Air Terjun Tiu Kelep
Perjalanan
menuju air terjun Sendang Gila dan Tiu Kelep cukup jauh. Untungnya kami
menggunakan mobil sebagai transportasi menuju sana. Kalo pake motor, saya yakin
nggak bakalan kuat. Maklum, saya ini orangnya nggak betah berlama-lama di atas
motor, apalagi kalo diboncengin, duh, alamat ketiduran di atas motor. Perjalanan
menuju air terjun cukup merefresh otak yang beberapa waktu lalu baru selesai
menghadapi ujian akhir semester. Gunung Rinjani nan cantik seolah memanggil
kami untuk segera mendaki ke puncaknya *halah*. Harusnya saya bisa mendaki
Gunung Rinjani selama di Lombok, tapi nggak memungkinkan. Mungkin di kunjungan
saya selanjutnya.
Setelah
sampai di Tempat Parkir kendaraan, kami turun, kemudian membeli tiket masuk
seharga 10.000,/org. Kami menuruni anak tangga yang cukup banyak untuk sampai
ke air terjun Sendang Gila. Farkhad dan Istrinya asik foto-foto, duh, ini
bedanya kalo jalan-jalan sama istri. *mendadak pengen nikah segera* haha.
Baiklah, meski nggak bawa istri, setidaknya saya ada pasangan yang tidak lain
adalah Renat. Haha. Well, siapa lagi yang siap saya jadikan model kali ini kalo
bukan Renat?
“Renat is
my super model right now,” ucap saya sambil becanda, kemudian diikuti
gelak tawa Farkhad. Renat ikutan ketawa sambil tetap bergaya di depan saya.

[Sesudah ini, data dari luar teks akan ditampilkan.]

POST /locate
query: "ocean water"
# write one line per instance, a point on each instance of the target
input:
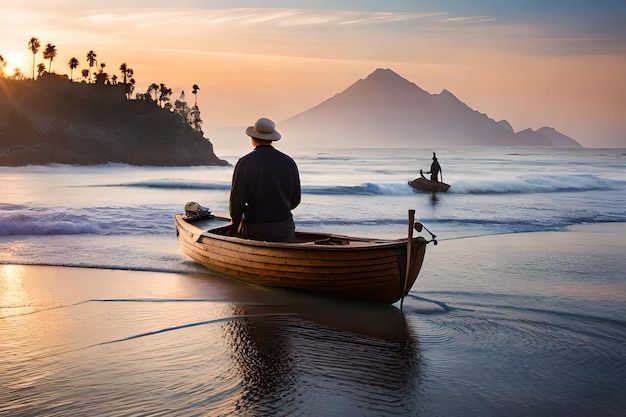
(519, 310)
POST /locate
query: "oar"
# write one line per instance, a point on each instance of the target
(409, 245)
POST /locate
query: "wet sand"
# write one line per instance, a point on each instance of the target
(79, 341)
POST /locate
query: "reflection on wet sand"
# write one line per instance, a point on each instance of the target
(320, 356)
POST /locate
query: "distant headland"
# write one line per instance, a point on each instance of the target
(55, 120)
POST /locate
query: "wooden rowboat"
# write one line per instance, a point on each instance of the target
(424, 184)
(337, 265)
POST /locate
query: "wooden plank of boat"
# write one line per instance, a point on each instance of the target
(352, 267)
(424, 184)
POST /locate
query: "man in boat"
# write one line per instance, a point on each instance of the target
(265, 188)
(435, 170)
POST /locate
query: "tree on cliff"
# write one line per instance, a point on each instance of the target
(195, 93)
(50, 53)
(41, 68)
(91, 60)
(33, 46)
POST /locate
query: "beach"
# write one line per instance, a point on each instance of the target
(511, 324)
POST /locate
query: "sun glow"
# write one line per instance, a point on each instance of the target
(14, 61)
(12, 292)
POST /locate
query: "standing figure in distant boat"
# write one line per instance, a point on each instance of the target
(435, 170)
(265, 188)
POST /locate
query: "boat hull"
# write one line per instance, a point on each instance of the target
(365, 269)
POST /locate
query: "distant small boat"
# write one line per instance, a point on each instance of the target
(424, 184)
(358, 268)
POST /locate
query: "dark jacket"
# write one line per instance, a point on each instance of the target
(266, 186)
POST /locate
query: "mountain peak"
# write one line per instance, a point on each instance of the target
(387, 108)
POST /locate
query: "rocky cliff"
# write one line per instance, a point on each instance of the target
(385, 109)
(53, 120)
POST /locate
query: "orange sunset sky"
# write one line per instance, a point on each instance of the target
(560, 64)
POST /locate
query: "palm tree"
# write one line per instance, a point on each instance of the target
(34, 45)
(91, 59)
(195, 93)
(153, 88)
(3, 64)
(73, 63)
(50, 53)
(124, 69)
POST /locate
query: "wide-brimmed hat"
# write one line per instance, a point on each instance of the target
(263, 129)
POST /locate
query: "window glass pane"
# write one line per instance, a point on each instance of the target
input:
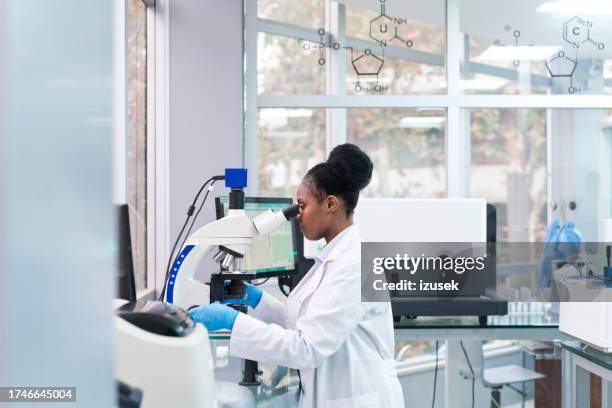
(306, 13)
(289, 142)
(286, 67)
(526, 47)
(508, 169)
(397, 47)
(137, 135)
(407, 147)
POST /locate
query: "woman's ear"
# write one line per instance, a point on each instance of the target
(332, 203)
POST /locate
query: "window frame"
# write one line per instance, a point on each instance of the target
(156, 129)
(457, 105)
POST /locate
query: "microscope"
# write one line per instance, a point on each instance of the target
(230, 236)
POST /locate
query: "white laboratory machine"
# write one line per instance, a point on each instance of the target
(590, 322)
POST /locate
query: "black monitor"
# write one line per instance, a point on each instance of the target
(126, 287)
(272, 254)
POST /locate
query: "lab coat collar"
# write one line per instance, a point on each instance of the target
(352, 235)
(327, 249)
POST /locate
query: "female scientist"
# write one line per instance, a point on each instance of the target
(342, 347)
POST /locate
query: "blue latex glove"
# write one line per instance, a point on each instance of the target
(215, 316)
(253, 296)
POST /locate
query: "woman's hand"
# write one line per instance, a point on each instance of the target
(215, 316)
(253, 296)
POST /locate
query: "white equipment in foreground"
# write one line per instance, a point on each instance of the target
(173, 369)
(590, 322)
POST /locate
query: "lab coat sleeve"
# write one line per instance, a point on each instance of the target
(270, 310)
(333, 312)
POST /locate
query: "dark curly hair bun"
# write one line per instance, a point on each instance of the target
(347, 171)
(350, 164)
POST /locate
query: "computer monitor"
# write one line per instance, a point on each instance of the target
(272, 254)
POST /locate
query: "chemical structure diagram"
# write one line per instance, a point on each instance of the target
(516, 34)
(384, 30)
(577, 33)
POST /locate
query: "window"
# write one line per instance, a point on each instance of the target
(136, 130)
(475, 105)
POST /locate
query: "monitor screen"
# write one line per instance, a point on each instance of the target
(274, 252)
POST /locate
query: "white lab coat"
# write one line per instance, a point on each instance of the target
(343, 347)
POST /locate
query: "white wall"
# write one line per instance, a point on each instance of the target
(56, 218)
(206, 100)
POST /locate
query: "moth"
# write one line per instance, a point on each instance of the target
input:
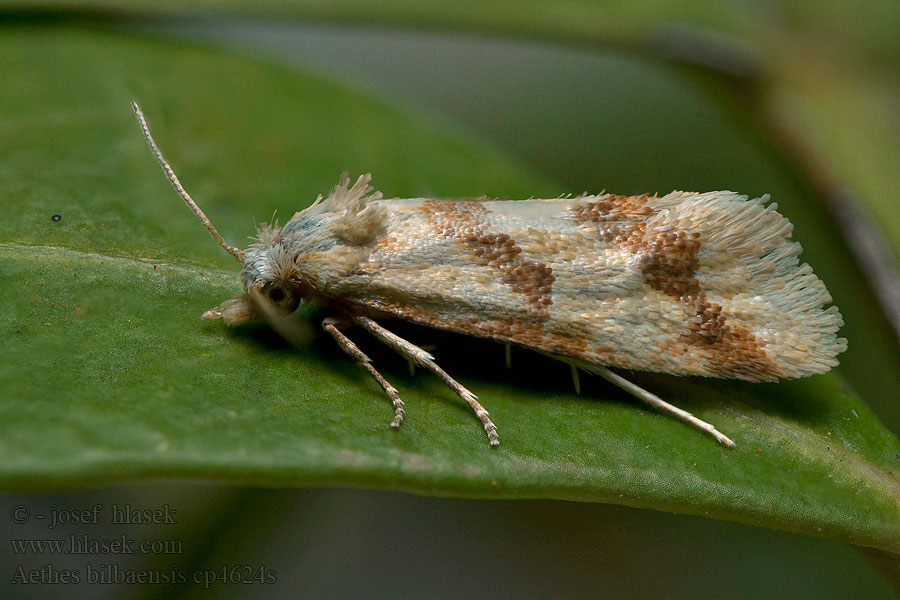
(702, 284)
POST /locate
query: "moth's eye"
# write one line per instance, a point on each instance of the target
(282, 296)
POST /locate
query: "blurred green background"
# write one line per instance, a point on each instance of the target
(797, 100)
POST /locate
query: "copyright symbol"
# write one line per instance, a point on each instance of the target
(20, 514)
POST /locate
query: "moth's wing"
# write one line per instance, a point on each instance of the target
(692, 284)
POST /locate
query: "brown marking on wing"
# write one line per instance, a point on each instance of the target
(464, 221)
(669, 262)
(613, 208)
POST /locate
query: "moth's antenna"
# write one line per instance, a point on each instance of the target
(173, 179)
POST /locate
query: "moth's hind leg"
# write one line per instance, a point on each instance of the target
(331, 326)
(415, 354)
(660, 404)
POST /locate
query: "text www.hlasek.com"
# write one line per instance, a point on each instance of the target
(83, 544)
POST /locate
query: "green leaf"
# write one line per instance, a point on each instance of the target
(115, 376)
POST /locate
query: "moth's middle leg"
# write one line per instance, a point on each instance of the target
(331, 326)
(413, 353)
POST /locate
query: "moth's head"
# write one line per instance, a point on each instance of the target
(268, 271)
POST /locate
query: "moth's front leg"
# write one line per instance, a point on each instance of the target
(415, 354)
(331, 326)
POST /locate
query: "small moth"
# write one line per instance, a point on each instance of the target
(688, 284)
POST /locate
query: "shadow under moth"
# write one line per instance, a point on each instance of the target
(687, 284)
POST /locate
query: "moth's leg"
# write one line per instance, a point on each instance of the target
(575, 380)
(412, 352)
(661, 404)
(330, 325)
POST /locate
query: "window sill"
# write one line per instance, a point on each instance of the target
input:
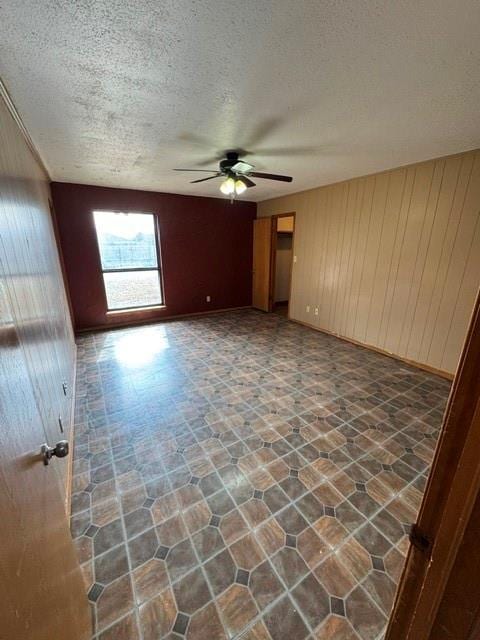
(118, 312)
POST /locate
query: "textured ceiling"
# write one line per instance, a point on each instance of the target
(119, 93)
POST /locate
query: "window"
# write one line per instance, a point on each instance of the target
(129, 255)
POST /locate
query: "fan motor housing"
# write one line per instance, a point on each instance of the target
(228, 162)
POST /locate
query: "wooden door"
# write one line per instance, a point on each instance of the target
(42, 596)
(439, 594)
(262, 258)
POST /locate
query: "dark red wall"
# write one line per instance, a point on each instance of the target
(206, 246)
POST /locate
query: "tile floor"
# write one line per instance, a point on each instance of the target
(241, 476)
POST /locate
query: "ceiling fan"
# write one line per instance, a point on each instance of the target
(237, 174)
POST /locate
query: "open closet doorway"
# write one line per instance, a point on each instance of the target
(282, 262)
(272, 262)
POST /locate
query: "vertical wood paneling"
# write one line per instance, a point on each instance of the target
(31, 273)
(393, 259)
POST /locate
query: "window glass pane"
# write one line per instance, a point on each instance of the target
(126, 240)
(126, 289)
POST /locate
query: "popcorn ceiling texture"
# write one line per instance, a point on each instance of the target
(118, 94)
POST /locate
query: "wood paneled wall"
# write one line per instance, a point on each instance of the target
(391, 260)
(31, 274)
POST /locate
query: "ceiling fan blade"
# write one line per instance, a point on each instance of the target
(203, 179)
(271, 176)
(202, 170)
(247, 181)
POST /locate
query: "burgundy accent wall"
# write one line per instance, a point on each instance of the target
(206, 246)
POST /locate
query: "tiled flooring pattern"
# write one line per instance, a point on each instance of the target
(241, 476)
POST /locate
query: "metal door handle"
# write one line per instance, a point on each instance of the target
(61, 449)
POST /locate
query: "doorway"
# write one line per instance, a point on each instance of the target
(283, 260)
(273, 241)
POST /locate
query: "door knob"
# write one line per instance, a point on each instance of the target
(61, 449)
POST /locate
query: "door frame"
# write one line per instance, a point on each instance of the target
(452, 490)
(273, 259)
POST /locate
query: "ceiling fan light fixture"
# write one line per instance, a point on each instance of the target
(240, 187)
(228, 186)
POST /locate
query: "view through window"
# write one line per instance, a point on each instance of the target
(130, 262)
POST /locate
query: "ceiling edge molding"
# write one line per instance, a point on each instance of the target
(19, 122)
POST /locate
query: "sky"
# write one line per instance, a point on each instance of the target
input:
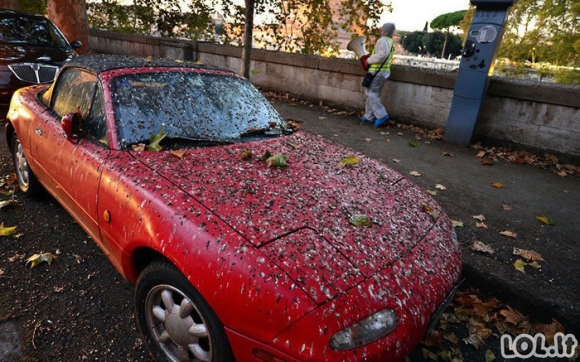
(411, 15)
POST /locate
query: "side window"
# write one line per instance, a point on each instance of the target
(95, 126)
(74, 93)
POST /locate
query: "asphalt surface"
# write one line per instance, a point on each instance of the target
(527, 192)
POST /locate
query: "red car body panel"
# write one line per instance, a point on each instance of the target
(271, 249)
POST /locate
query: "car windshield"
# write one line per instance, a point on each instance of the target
(18, 29)
(191, 106)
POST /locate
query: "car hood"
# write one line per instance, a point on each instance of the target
(17, 53)
(314, 192)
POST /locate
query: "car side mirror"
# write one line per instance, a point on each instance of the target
(69, 124)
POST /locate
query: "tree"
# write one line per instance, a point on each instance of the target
(446, 22)
(9, 4)
(70, 16)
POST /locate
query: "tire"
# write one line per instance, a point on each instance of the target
(176, 322)
(27, 182)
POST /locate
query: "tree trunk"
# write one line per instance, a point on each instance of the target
(444, 44)
(70, 16)
(9, 4)
(248, 35)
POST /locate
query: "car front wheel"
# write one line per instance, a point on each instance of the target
(27, 182)
(175, 320)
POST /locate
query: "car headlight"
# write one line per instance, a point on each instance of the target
(365, 331)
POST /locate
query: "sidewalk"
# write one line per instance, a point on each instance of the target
(527, 193)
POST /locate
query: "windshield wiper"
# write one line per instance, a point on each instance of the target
(270, 132)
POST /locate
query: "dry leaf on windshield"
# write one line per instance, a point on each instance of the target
(246, 155)
(349, 161)
(481, 247)
(178, 153)
(457, 223)
(277, 160)
(508, 233)
(528, 254)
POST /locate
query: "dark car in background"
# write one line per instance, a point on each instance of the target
(32, 50)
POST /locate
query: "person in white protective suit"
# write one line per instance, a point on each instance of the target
(379, 62)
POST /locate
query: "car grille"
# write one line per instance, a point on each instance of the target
(34, 73)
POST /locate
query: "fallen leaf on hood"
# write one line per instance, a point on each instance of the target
(154, 142)
(545, 220)
(39, 258)
(511, 234)
(178, 153)
(528, 254)
(481, 247)
(349, 161)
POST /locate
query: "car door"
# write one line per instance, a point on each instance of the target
(74, 165)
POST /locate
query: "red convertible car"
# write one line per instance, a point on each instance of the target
(247, 239)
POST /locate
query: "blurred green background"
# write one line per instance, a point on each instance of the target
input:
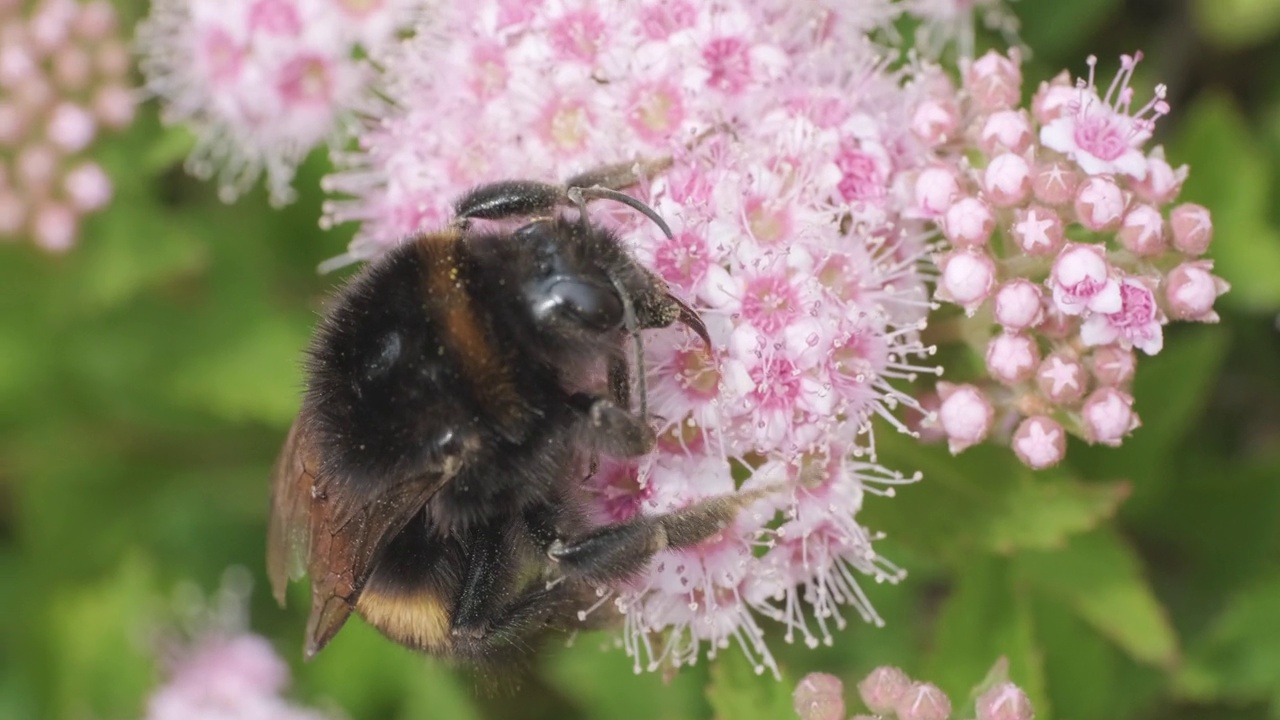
(149, 376)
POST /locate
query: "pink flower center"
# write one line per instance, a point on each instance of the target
(862, 178)
(682, 260)
(1138, 308)
(1100, 135)
(728, 62)
(306, 80)
(769, 302)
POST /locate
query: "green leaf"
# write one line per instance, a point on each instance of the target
(103, 669)
(1100, 578)
(987, 616)
(1239, 657)
(984, 500)
(1237, 23)
(255, 377)
(603, 682)
(1229, 174)
(743, 691)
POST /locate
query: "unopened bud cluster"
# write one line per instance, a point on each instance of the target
(63, 78)
(1065, 244)
(887, 693)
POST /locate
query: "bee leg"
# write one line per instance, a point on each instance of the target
(613, 431)
(485, 578)
(508, 199)
(615, 552)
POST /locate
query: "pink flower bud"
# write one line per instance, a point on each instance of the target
(967, 278)
(993, 81)
(1100, 204)
(1143, 231)
(819, 697)
(1080, 281)
(882, 688)
(1005, 701)
(964, 415)
(935, 121)
(1061, 379)
(87, 187)
(1011, 358)
(1191, 291)
(1055, 183)
(1114, 365)
(1193, 228)
(1040, 442)
(923, 701)
(968, 223)
(1038, 231)
(1055, 99)
(1107, 417)
(54, 227)
(71, 127)
(935, 190)
(1005, 131)
(1019, 305)
(1162, 182)
(1008, 180)
(37, 164)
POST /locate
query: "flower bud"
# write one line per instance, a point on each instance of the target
(968, 223)
(1038, 231)
(1005, 131)
(935, 190)
(1040, 442)
(1192, 228)
(1055, 183)
(1019, 305)
(1107, 417)
(1191, 291)
(1114, 365)
(965, 415)
(923, 701)
(819, 697)
(1008, 180)
(1100, 204)
(1011, 358)
(882, 688)
(967, 278)
(1143, 231)
(1061, 379)
(1005, 701)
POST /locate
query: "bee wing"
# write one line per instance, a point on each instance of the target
(327, 528)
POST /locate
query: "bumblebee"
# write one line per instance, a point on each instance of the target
(456, 395)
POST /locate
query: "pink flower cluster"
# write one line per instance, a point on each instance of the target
(223, 671)
(1065, 247)
(63, 73)
(261, 82)
(780, 151)
(888, 692)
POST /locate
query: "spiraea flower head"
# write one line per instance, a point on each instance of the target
(63, 82)
(261, 82)
(784, 156)
(1086, 259)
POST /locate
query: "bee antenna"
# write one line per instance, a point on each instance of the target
(580, 195)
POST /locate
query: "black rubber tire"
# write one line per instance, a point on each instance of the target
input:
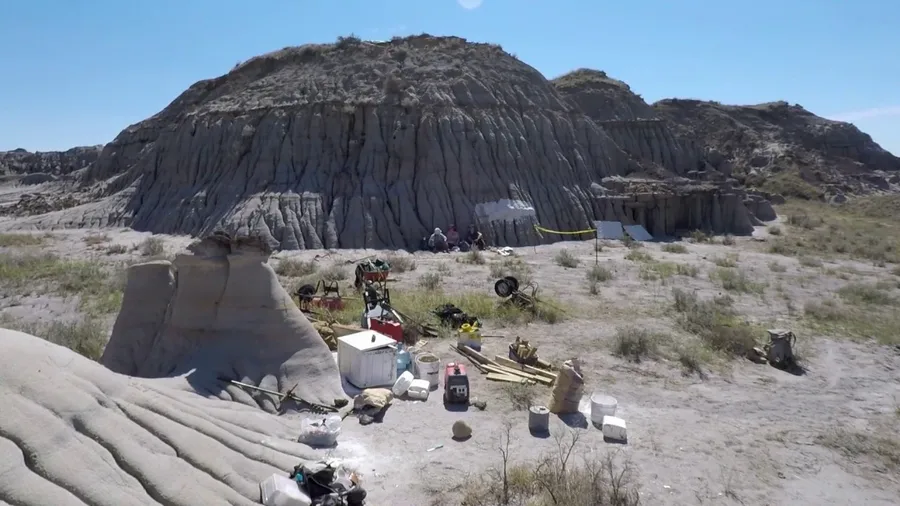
(306, 292)
(503, 288)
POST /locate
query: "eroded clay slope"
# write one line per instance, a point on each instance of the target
(356, 144)
(631, 122)
(762, 141)
(220, 312)
(74, 433)
(19, 161)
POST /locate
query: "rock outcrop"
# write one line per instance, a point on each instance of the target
(220, 312)
(19, 161)
(361, 144)
(632, 123)
(782, 148)
(673, 207)
(73, 433)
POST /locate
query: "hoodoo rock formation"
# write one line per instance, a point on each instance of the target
(220, 312)
(361, 144)
(155, 426)
(764, 143)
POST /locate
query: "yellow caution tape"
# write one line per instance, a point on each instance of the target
(542, 229)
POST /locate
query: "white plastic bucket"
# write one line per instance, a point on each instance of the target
(602, 405)
(402, 384)
(429, 368)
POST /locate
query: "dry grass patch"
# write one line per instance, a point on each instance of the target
(635, 345)
(99, 291)
(401, 263)
(636, 255)
(85, 336)
(555, 479)
(564, 258)
(830, 318)
(152, 247)
(521, 397)
(116, 249)
(736, 280)
(595, 275)
(21, 240)
(473, 257)
(511, 266)
(729, 260)
(715, 323)
(674, 247)
(294, 268)
(866, 293)
(95, 239)
(863, 228)
(419, 303)
(430, 281)
(334, 272)
(882, 448)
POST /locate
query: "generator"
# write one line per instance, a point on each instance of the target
(456, 384)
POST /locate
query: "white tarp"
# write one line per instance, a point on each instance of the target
(504, 210)
(609, 229)
(638, 233)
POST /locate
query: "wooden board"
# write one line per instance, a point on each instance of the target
(522, 367)
(493, 376)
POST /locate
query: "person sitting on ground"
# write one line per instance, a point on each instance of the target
(452, 237)
(438, 241)
(474, 238)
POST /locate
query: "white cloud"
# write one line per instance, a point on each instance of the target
(469, 4)
(876, 112)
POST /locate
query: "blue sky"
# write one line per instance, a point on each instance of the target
(77, 72)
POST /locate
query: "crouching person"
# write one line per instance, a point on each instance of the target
(438, 241)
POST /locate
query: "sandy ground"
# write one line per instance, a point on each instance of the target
(745, 434)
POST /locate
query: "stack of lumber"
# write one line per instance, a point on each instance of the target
(506, 370)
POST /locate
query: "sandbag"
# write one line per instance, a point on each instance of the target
(567, 389)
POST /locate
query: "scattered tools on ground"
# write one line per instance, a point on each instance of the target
(325, 295)
(281, 396)
(522, 352)
(524, 297)
(505, 370)
(373, 270)
(454, 317)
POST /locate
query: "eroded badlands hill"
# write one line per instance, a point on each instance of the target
(630, 121)
(19, 161)
(366, 144)
(783, 147)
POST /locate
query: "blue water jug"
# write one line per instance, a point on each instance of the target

Setiap kali saya minta dia pasang aksi di depan kamera, dia selalu siap, atau
bahkan kadang dia sendiri yang minta difotoin dan setiap kali selesai motret
dia, dia selalu ikutan mau motret saya dan kebanyakan saya tolak, haha.
Sepertinya saya sudah kebanyakan foto. Dulu, Renat rada susah dipotret.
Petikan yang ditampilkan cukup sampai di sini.